The Prime Minister’s argument was simple. Yes, demonetisation will cause some trouble. However, he’s asked citizens of the country to bear the brunt of demonetisation for 50 days in lieu of eradicating black money and counterfeit currency from the Indian economy.
Opposition parties have, of course, found the move simply unacceptable. From ultimatums requiring rollback of demonetisation to nation-wide protests, the opposition has tried every trick in the book to block the move. In fact, the issue has created such a ruckus that, in the two weeks since the commencement of the winter session of the Parliament, no work has been done and neither has any issue been tackled.
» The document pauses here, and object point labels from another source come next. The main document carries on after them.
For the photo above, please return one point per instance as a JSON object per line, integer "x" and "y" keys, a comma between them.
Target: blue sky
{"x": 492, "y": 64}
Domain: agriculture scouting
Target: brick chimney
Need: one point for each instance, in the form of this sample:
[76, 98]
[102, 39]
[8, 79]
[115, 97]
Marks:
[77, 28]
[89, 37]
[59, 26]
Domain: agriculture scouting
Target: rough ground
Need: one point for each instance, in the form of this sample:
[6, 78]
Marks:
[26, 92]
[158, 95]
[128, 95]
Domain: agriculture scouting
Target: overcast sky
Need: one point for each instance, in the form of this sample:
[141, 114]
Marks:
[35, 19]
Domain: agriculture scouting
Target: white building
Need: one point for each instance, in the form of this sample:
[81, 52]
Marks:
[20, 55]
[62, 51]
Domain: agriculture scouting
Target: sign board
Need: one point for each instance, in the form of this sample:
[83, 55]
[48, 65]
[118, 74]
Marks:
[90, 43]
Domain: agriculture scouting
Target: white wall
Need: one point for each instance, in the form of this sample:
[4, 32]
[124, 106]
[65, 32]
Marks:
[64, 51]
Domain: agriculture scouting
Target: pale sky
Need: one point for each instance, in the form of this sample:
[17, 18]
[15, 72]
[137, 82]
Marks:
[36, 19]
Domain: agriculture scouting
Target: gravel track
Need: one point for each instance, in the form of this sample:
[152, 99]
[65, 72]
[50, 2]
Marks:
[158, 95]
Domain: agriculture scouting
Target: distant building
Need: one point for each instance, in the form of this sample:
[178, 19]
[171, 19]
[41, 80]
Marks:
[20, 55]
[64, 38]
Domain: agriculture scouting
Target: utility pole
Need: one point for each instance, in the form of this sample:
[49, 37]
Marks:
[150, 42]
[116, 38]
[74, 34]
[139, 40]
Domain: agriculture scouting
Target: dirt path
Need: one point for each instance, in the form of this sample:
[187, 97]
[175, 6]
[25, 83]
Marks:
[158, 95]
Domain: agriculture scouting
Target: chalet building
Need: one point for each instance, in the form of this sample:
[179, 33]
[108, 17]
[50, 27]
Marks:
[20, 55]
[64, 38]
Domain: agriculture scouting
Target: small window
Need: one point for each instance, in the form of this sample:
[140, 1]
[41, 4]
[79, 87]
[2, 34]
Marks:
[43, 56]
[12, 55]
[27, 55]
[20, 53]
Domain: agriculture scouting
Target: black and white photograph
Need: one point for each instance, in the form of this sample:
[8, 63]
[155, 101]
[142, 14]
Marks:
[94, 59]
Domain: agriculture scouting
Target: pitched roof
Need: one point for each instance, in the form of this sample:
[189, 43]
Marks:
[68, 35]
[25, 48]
The unfortunate part, though, is that the opposition’s protests seem to add on to the ‘deception’ being carried out by the government.
Protest for the sake of protest has never been of any use. Rather than intelligently countering the government and engaging in a debate over the merits and demerits of demonetisation, the opposition is simply making a lot of noise, thereby allowing citizens to presume that the government is actually on the right track. After all, the objectives presented by the government are indeed, laudable. So why then is demonetisation such a bad move? Is it simply the implementation that leaves something to be desired?
The prime target of demonetisation is unaccounted or ‘black’ money. The question really is, how much black money in India is held in the form of Rs 500 and Rs 1000 notes. The stories of notes being thrown into the Ganga or being burnt are fast hitting headlines. If pondered upon, though, it is the mere fact that the incidents are so rare that make them so epic. According to information released by the RBI, approximately Rs 8.11 lakh crore has been deposited in banks and Rs 33,498 crore (3 percent) has been exchanged since the launch of demonetisation on 8 November. This means that 60 percent of the currency has already entered the banking system within 21 days of the launch of the move. With a further, 31 days at hand, the remaining 40 percent is expected to trickle into the economy.